I know this, in part, because I played a role in it, something that sits heavily with me.
In the late 1990s and early 2000s, I was involved in enforcing drug laws in the socio-economically deprived areas of South Auckland. As part of the never-ending game of drug enforcement whack-a-mole, we would set up mini operations to bust gang-run tinnie houses.
The scenario would go something like this. We’d patrol on the lookout for vehicles leaving areas where we suspected tinnie houses were operating. It wasn’t hard to spot the late model Toyotas and Mitsibishis, driven by Pākehā kids from Howick or Pakuranga who’d ventured to the Southside, Ōtara, to buy some weed.
We’d stop them as they were leaving, and would often find their tinnies hidden under the driver’s seat. And, then, in a fairly congenial exchange, we’d trade them their stash and the address of the tinnie house for an informal warning, before sending them back to middle-class suburbia — their liberty, reputation and future job prospects unscathed.
A few days later, we’d be part of a team crashing through the doors of the tinnie house with a search warrant. The results were almost always the same — young Māori or Pasifika kids from low-income homes who were peddling cannabis would be arrested and prosecuted. And, soon after, they’d be labelled by the system as drug dealers and gang associates.
At the time, it was exhilarating work, and I told myself we were cleansing the streets of harmful drugs. The irony of causing one form of harm in an attempt to reduce another sort of harm didn’t occur to me.
I know that personal anecdotes and reflections on the part I played in the war on drugs are of little value when systemic change is being contemplated.
Fortunately, there’s a wealth of robust evidence that demonstrates the criminal justice system is institutionally racist when it comes to cannabis. While much of it is cloaked in moderate and cautious academic language, the evidence on the way cannabis laws are enforced and adjudicated in Aotearoa is clear.
Māori — rangatahi in particular — are arrested and prosecuted more than their non-Māori peers, sentenced more heavily, and see discretionary powers used disproportionately in favour of non-Māori.
On top of that, cannabis laws, over the many years they’ve been in force, have done nothing to stem the persistent and widespread use of cannabis in our communities.
It’s hardly surprising that a law with racist roots has gone on to produce racist outcomes. We’ve known about this for decades, yet little has changed. With this in mind, it’s difficult to escape the conclusion that our cannabis laws have been yet another tool of colonial oppression.
A “yes” vote in the upcoming referendum to legalise and control cannabis outside of the criminal justice system is a rare opportunity to change that.

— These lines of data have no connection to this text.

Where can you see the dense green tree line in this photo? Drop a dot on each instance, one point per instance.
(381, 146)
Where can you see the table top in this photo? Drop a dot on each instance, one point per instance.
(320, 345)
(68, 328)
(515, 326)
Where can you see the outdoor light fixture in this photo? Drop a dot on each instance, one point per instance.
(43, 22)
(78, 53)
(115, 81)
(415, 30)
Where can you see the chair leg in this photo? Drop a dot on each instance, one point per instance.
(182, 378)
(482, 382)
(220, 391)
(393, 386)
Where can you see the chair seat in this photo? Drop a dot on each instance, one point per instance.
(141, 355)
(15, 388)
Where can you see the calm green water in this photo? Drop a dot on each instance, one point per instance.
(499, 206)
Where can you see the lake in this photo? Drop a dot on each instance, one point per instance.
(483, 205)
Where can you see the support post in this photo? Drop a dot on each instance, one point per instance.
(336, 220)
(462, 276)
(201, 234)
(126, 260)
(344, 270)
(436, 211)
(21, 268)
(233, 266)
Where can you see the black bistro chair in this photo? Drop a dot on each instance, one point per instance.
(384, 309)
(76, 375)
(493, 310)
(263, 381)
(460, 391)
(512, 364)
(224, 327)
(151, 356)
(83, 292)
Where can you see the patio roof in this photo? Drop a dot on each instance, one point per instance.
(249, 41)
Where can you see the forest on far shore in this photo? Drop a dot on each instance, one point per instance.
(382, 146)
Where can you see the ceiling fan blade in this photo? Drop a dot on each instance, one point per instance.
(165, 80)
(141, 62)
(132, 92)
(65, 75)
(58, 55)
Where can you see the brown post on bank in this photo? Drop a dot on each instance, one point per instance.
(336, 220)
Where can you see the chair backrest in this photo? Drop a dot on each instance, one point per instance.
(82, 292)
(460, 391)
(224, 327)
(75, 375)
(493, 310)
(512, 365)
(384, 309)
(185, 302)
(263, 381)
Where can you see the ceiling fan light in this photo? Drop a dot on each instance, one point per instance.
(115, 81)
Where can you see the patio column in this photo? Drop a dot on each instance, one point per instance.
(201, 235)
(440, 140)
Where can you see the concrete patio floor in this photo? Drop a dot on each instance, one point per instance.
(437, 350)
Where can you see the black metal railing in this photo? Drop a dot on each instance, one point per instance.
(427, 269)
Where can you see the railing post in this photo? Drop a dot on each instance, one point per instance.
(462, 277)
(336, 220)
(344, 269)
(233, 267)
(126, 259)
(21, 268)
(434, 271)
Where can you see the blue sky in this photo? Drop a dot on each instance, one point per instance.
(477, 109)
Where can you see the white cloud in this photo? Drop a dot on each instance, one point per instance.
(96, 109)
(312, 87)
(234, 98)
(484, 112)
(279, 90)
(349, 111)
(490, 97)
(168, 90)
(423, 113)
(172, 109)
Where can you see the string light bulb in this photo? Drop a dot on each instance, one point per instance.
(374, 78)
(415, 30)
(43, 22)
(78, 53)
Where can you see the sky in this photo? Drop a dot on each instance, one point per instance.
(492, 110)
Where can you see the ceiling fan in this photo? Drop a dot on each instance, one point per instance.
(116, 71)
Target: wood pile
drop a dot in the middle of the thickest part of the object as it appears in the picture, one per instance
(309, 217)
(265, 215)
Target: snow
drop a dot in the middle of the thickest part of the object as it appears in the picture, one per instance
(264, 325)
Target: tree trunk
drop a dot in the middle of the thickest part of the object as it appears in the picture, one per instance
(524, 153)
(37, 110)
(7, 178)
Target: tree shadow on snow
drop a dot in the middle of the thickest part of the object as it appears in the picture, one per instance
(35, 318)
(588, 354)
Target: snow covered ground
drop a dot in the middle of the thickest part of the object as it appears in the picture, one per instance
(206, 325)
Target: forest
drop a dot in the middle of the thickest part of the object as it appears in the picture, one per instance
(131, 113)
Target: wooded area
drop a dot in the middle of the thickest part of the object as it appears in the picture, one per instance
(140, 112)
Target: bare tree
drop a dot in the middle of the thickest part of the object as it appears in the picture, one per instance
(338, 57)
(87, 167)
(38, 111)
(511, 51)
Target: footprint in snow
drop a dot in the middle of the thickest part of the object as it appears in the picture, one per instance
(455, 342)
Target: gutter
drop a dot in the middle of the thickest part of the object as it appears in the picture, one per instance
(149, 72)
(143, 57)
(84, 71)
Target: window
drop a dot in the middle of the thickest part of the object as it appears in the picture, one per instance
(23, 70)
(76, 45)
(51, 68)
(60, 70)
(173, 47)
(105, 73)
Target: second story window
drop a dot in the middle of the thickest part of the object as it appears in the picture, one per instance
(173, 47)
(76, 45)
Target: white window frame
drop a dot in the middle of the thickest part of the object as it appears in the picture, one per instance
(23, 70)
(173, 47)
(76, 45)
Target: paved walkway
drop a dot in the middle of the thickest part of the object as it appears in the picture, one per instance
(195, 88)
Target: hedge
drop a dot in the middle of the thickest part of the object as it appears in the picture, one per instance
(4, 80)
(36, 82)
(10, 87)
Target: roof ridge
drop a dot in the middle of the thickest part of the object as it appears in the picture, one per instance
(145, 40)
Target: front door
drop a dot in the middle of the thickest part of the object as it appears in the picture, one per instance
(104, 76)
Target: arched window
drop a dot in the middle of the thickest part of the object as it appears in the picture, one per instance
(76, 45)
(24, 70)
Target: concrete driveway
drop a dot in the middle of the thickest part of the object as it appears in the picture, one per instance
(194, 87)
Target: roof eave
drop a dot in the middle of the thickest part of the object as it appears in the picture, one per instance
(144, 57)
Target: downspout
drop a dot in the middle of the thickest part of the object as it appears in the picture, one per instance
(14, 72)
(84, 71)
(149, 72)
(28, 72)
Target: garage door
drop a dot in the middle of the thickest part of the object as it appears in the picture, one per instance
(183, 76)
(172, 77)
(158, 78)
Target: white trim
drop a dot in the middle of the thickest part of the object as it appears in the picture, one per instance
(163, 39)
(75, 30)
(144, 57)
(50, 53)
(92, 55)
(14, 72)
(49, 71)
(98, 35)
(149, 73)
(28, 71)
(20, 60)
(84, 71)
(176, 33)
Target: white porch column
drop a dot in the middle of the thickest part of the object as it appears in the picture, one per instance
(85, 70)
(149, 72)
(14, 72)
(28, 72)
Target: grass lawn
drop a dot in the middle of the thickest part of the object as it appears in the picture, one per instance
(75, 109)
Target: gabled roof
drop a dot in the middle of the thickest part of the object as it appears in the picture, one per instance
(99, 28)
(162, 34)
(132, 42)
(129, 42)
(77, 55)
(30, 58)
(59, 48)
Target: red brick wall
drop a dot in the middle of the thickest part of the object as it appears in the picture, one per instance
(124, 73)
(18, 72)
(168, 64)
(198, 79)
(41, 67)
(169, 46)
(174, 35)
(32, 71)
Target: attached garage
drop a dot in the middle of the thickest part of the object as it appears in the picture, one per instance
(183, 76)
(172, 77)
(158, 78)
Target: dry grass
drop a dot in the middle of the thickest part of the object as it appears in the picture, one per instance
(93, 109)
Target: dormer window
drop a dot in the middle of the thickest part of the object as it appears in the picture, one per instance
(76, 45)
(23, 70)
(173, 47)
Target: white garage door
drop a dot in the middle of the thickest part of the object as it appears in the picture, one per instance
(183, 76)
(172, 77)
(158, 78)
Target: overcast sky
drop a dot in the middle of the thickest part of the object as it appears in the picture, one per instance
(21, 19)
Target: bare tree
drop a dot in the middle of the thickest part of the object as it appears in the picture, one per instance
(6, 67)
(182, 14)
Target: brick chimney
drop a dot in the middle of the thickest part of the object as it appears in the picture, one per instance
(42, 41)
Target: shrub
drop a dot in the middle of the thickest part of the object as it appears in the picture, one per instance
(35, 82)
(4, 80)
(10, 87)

It will allow us to address the many harms and costs that proliferate because of cannabis prohibition — and, at the same time, provide an opportunity for those harmed by cannabis itself to openly seek help and treatment without fear of being criminalised.
Tim McKinnel is a former South Auckland police officer and detective. He holds a master’s degree in criminology. He’s an investigator and director at investigation consultancy Zavest, where he specialises in human rights and wrongful conviction cases. Tim spent six years leading the investigation into the wrongful conviction of Teina Pora. He is not a cannabis user.